Вот тогда-то за него на родине взялись всерьез, раз он по-хорошему не понимает. Устроили публичное судилище, а прокурором выступил казахский классик. Патриарх этот и сам был бабай непростой. Он и так-то родился в нищей юрте, а когда ему было лет где-то пять или шесть, во время очередного мора он еще и потерял сразу и отца, и мать. И так он намаялся по чужим юртам, что и в самых мафусаиловых годах не мог слышать о степной солидарности. А потом еще и намыкался в батраках, так что для учения о классовой ненависти вполне созрел. Но в город, где он всего этого набрался, он попал не из-за этого. Он, поскольку ничего другого не видел, считал существующие порядки нормальными. Перепахал его другой случай.
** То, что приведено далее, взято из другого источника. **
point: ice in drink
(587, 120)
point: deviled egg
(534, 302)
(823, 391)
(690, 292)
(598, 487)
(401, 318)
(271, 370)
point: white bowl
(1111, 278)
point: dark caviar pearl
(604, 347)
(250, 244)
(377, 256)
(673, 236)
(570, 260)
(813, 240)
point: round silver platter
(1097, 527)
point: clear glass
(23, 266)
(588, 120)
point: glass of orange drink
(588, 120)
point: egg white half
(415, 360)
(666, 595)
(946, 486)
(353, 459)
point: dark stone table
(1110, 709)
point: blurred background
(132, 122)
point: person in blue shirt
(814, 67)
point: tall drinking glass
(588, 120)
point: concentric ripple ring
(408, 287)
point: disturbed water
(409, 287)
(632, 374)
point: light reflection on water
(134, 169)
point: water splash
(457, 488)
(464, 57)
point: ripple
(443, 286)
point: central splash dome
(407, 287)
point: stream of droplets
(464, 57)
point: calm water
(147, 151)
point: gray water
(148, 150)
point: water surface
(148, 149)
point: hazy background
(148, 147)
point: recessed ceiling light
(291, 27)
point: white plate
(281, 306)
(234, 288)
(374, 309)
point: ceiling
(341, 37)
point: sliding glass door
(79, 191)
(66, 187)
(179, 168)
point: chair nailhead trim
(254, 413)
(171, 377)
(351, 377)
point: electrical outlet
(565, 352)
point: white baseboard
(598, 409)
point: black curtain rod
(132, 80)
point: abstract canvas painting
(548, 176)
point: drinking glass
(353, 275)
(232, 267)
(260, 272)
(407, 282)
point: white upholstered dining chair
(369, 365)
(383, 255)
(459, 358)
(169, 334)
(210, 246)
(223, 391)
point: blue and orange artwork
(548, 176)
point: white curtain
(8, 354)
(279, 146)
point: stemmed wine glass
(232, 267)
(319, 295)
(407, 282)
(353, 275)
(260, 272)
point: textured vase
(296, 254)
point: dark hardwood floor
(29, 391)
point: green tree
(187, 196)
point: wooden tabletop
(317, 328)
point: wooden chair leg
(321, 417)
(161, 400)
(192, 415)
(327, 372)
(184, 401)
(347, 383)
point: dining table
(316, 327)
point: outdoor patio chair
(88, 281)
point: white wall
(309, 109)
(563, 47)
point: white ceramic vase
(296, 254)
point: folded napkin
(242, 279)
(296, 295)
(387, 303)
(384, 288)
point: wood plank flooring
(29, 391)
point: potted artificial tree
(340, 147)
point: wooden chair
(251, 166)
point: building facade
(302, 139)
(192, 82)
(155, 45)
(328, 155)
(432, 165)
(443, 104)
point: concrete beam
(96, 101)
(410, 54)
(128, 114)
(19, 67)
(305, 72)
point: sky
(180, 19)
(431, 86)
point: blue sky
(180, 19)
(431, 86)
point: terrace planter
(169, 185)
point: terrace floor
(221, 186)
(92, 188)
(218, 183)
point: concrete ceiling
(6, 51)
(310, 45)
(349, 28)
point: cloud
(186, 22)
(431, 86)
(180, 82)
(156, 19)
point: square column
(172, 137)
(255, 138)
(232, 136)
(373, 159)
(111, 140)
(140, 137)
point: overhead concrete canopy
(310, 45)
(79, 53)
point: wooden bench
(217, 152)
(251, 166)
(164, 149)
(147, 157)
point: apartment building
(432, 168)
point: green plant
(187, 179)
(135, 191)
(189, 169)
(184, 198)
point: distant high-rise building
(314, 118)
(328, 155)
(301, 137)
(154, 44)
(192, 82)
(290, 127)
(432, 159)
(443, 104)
В их ауле умер единственный сын у одного бедного старика, а вдова осталась с ним жить в той же юрте. Как-то она его обихаживала, может, и привязалась, но пошли слухи, что они того, сожительствуют. Устроили суд и приговорили обоих ни больше ни меньше, как к смертной казни. Распоряжался всей процедурой бывший бий – судья. Биев царская власть уже отменила, но авторитет остался. Вместе с самым большим стадом. Этот же авторитет распоряжался и казнью. На концах короткой веревки завязали две петли, веревку перекинули через лежащего верблюда, любовников, или кто они там были, усадили рядом с верблюдом с разных сторон и надели петли им на шею. А потом огрели верблюда камчой, чтобы он встал. А они повисли.
Женщина задохнулась довольно быстро, а мужчина кончиками пальцев доставал до земли и все подергивался и подергивался. Извините, что порчу вам аппетит, но к народным обычаям нужно относиться с уважением. В конце концов вершителю справедливости это надоело, он велел двум джигитам раскачать старика и сбросить его с обрыва. Это помогло. Но юный батрак в ту же ночь ушел пешком в Орымбор – так казахи называли Оренбург.
Орымбор поразил его величием и роскошью. Он думал, что богатеи, живущие в КАМЕННЫХ ДОМАХ, его и в упор видеть не пожелают, но в полиции его выслушали. Да еще и переводчика нашли, с виду тоже настоящего барина. В аулах таких ученых казахов в городской русской одежде называли довольно насмешливо: жирык-етек, одежда с разрезом, но здесь пацан глазам не мог поверить, что из-за него такого важного человека побеспокоили.